I once said “I’m not good at coming up with recipes.”
Clearly, this came from a place of insecurity and inexperience. I had yet to start Minimalist Baker and was still fumbling around on another blog. And although I got better toward the end, I mostly just sucked.
But that’s OK. It’s hard starting out. In fact, you will probably struggle for a season too. But the important thing is to swallow that pill, get over it and move on. If you love your topic, the ideas will come.
I remember lamenting to John one day about how I would look around at all these other great blogs and feel so defeated. They had all the ideas and they were doing it better than I felt capable.
But instead of letting me sit and mope, he came up with another idea.
He suggested I sit down with a notebook and just see how many ideas I could come up with on my own.
What? OK, why didn’t I think of that?
Gone are the days that I can’t think of recipes. You know why? Because I live and breathe recipes.
I carefully savor bites of dishes at restaurants and try to figure out the ingredients. When I wake up, I check food blogs for daily inspiration. I read cookbooks like they’re magazines. I keep a notebook by my bed so I can write down ideas before I sputter out to sleep. And perhaps most important, I sit down with a notebook weekly – as someone smart once suggested – and just dream.
If you enjoy creating recipes, become immersed.
Challenge yourself to dream up ideas without outside influence.
This means sitting down with a notepad once a week, in the quiet, and just writing down as many ideas as you can.
The magic of developing stellar content isn’t just being inspired on a whim. Sure, sometimes that happens. However, most of my great ideas come from intentionally sitting down and trying to think of ideas.
I’m not saying that I sit down and just spill out great ideas. In fact, I think it works a bit more mysteriously. The weekly commitment to sit down and think about nothing but recipes is a quiet reminder to always be on alert for inspiration and possible recipe ideas. It’s like meditation for recipe creation.
Filter Your Ideas
Once you have your brainstorming sessions all planned out, you’re well on your way to dreaming up brilliant content. But, how do you actually know if that content is any good?
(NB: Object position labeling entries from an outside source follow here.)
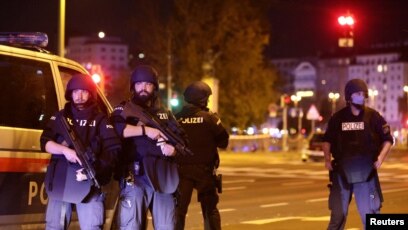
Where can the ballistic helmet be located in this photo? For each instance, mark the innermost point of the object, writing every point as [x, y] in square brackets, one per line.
[80, 81]
[354, 86]
[197, 93]
[144, 73]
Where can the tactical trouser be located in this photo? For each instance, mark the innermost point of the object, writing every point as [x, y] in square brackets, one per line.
[135, 201]
[201, 178]
[90, 214]
[367, 196]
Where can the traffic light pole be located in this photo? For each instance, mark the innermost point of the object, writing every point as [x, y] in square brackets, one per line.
[169, 77]
[284, 123]
[285, 129]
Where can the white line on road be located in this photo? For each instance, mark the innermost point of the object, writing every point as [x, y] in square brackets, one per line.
[227, 210]
[267, 221]
[317, 200]
[238, 181]
[297, 183]
[234, 188]
[395, 190]
[278, 219]
[274, 205]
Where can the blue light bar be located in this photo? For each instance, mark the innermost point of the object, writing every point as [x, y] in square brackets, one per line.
[31, 39]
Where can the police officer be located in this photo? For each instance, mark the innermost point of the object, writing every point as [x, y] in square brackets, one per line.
[205, 133]
[358, 138]
[65, 183]
[148, 172]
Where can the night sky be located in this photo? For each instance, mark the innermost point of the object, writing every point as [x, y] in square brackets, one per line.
[299, 27]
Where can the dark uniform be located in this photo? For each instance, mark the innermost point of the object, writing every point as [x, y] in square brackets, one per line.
[355, 144]
[205, 133]
[148, 179]
[64, 191]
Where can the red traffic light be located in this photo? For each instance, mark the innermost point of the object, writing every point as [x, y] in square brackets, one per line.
[346, 20]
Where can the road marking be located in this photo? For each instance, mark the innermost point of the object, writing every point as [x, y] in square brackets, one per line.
[278, 219]
[297, 183]
[227, 210]
[267, 221]
[316, 218]
[317, 200]
[238, 181]
[234, 188]
[274, 205]
[395, 190]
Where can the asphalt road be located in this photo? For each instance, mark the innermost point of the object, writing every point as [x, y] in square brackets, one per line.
[277, 191]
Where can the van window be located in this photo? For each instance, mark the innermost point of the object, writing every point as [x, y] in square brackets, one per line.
[27, 93]
[66, 75]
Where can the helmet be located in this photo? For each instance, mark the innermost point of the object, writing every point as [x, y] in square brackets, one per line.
[353, 86]
[80, 81]
[197, 93]
[144, 73]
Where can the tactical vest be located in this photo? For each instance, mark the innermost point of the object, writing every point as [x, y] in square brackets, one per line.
[357, 147]
[160, 171]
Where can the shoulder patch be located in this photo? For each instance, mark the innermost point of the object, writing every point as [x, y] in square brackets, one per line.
[386, 129]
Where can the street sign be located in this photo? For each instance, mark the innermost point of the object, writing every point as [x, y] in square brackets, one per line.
[312, 113]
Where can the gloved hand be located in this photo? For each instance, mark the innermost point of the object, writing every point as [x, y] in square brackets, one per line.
[167, 149]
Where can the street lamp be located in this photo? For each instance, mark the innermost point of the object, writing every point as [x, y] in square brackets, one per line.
[406, 91]
[296, 99]
[333, 98]
[372, 93]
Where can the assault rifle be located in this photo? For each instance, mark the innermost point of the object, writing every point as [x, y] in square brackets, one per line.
[170, 130]
[85, 154]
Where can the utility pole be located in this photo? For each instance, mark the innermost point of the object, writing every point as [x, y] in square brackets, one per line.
[61, 29]
[169, 72]
[284, 100]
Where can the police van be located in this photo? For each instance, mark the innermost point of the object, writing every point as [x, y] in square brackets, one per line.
[32, 84]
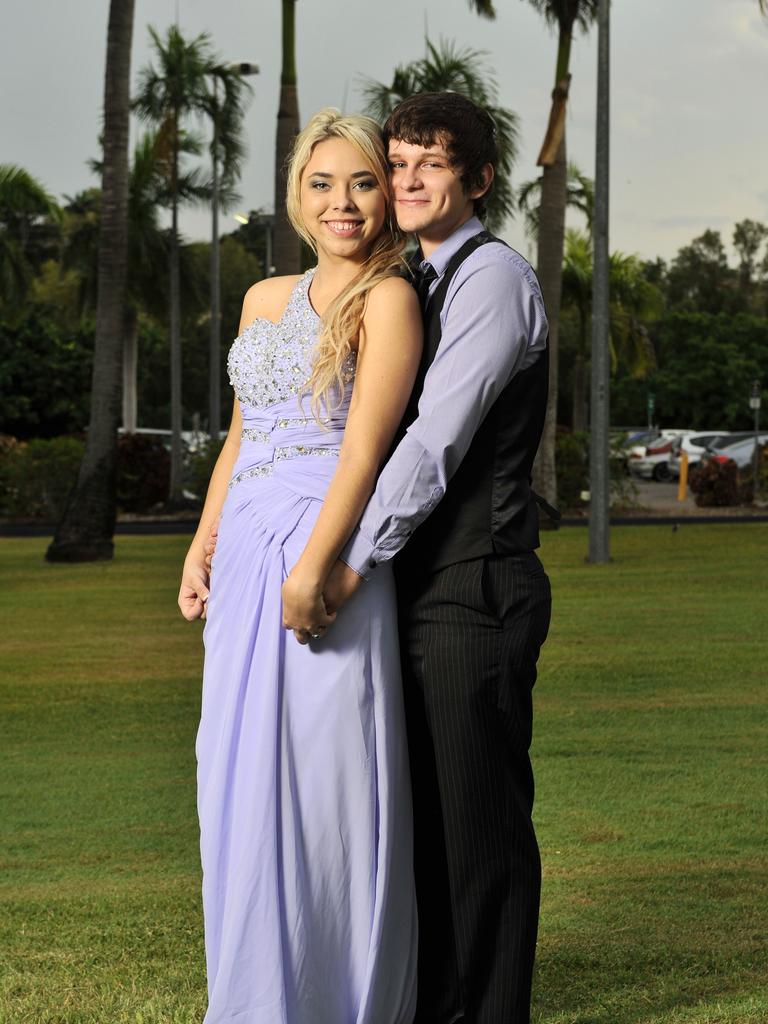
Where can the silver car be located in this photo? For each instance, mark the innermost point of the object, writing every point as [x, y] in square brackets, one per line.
[741, 452]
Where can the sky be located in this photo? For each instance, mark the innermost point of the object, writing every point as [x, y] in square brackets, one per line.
[689, 83]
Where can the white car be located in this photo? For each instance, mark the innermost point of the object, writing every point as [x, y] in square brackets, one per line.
[651, 461]
[694, 445]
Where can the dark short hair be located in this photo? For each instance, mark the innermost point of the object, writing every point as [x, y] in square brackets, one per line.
[467, 131]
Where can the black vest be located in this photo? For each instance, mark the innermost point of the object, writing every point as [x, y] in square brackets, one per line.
[488, 507]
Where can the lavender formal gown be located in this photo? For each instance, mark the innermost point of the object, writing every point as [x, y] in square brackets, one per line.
[303, 790]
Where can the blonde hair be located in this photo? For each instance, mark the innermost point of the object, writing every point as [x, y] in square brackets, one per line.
[341, 321]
1. Create Something Amazing
Ask yourself “Is this truly stellar?” before you publish anything. Are there a million chocolate cake recipes out there and you’re just contributing one more? Is there some way to make it unique?
This will take time, practice and probably some fumbling before you truly know if your content is stellar. But be encouraged and let step 2 be a further guide…
2. The trick of time
Gauge your audience and know what they love. Over time as you publish content, you’ll be able to take the temperature, so to speak, of your readers and know what they love and what underwhelms them. This can be confusing as you can be completely wrong at times. For instance, sometimes I think a recipe will take off and no one takes a second glance at it. But other recipes that I thought would do just “OK” take off and become a viral, overnight sensations. Go figure.
This is a process and you’ll learn as you go, so don’t be discouraged if your audience is tough to gauge at first. You’ll know what type of content does best over time.
3. How do I even start coming up with ideas?
John has reminded me of this time and time again, and it’s probably the most valuable thing I’ve learned in the realm of content creation. At the end of the day, make things that you love and can’t wait to share with your readers. After all, if your blog becomes your career, you’ll be creating that type of content for a long time. It would be pretty miserable if you had to keep creating content that you didn’t love it, right? So let yourself be your first and last filter. Or at minimum, let the things you love be the place you come back to when you’re uninspired or feel you’ve lost your way.
Plan in Advance
I used to come up with recipes on the fly, and that’s great for some people. But now I plan at least a month in advance for three reasons.
1. I can forecast which recipes will do well at certain times. If it’s March, I can plan a few St. Patrick’s Day recipes the week before. This will automatically help my content go further because it’s all of the sudden more relevant and useful to my audience.
2. My content is inevitably higher quality. If I plan a month in advance and I shoot a recipe but don’t like the photos, I have time to reshoot. If I test a recipe but didn’t like it, I can test it eight more times to perfect it. This way my content it always up to my standards but I never miss publishing a post on time.
3. It’s less stressful! It’s amazing the weight that lifts off your shoulders when you look two-three months in advance and say, I have blog content that will at least last me ‘til spring! I can do this. Plan, plan, plan. It’s all I have to say.
Patience with the Process
Whatever your topic is, if you love it you will undoubtedly be able to come up with ideas, even if it takes a little time to find your groove.
And if your topic is one that you like but don’t yet love, give it some time. Like I said at the very beginning of this article: I didn’t think I could come up with recipe ideas at one point in time. Yes, I loved food but I didn’t know if food blogging was for me. Over time, you will know.
If the ideas you come up with are ones that other people find interesting and irresistible, you’re on to something. And in the meantime, just keep sitting down and dreaming.
Before you know it, you’ll be making content you love.